The present systematic review and meta-analysis provides a comprehensive understanding of the effect of vitamin C monotherapy on sepsis in animal studies and human RCTs. The primary outcome was mortality at the longest available follow-up. The results demonstrated that vitamin C was associated with decreased mortality in both septic animals and patients with sepsis. Different secondary outcomes were reported in animal and human studies. In animal studies, the pooled data showed that vitamin C had a beneficial effect on MAP and capillary density but had no effect on the level of lactate. In human studies, the results showed that vitamin C could reduce the duration of vasopressors but could not shorten the length of ICU stay or the duration of mechanical ventilation. No adverse effects were reported, which shows the safety of intravenous vitamin C administration in clinical treatment.

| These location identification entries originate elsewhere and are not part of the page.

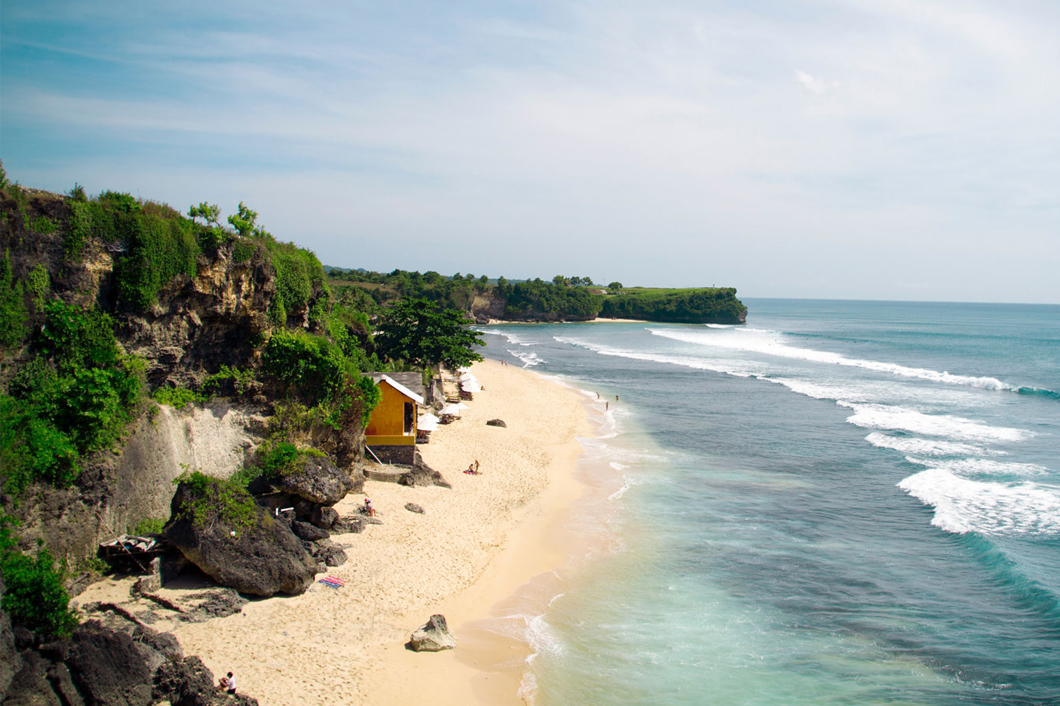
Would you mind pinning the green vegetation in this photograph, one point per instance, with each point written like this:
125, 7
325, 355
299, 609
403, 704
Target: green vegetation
209, 498
45, 225
74, 396
13, 314
34, 596
316, 371
708, 304
284, 459
413, 331
543, 300
39, 286
149, 526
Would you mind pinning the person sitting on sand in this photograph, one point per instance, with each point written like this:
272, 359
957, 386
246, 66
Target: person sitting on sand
228, 684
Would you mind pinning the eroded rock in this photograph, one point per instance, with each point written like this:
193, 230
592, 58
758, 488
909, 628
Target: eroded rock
257, 556
435, 636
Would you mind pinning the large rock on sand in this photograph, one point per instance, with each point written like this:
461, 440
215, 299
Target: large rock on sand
236, 543
433, 637
318, 481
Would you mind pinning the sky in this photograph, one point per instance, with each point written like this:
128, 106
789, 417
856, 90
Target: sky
899, 149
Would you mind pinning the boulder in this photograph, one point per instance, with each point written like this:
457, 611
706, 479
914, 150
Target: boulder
188, 682
107, 668
323, 516
307, 532
333, 556
31, 686
354, 524
318, 481
255, 554
433, 637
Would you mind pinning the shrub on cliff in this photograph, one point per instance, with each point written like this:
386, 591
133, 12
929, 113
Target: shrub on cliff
34, 593
12, 306
73, 398
413, 331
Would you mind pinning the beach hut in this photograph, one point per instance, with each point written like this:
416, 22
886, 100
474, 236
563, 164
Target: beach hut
390, 434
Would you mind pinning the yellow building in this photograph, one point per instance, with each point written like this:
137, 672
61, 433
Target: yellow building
392, 423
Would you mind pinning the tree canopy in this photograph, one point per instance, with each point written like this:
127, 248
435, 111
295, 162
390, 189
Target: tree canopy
413, 331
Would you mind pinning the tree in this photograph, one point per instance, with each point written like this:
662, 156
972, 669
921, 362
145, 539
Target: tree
414, 332
209, 212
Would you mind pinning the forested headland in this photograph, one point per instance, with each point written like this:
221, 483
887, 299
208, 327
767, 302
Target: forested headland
561, 299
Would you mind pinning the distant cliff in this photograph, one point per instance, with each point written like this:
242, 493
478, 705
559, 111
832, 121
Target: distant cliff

Vitamin C is an essential vitamin with a variety of physiological actions, including antioxidant, the synthesis of steroids and catecholamine, regulation of the function of immune and endothelial cells, and promotion of wound healing [46]. In sepsis, vitamin C depletion dramatically increases, and its concentration decreases, which is accompanied by more severe organ dysfunction and worse prognosis. Therefore, vitamin C may be an important therapeutic option in sepsis. Animal and human studies have supported a scientific basis for vitamin C having beneficial and therapeutic effects on the host response to sepsis. Our systematic review focused on whether intravenous vitamin C monotherapy could improve prognosis, especially mortality in sepsis.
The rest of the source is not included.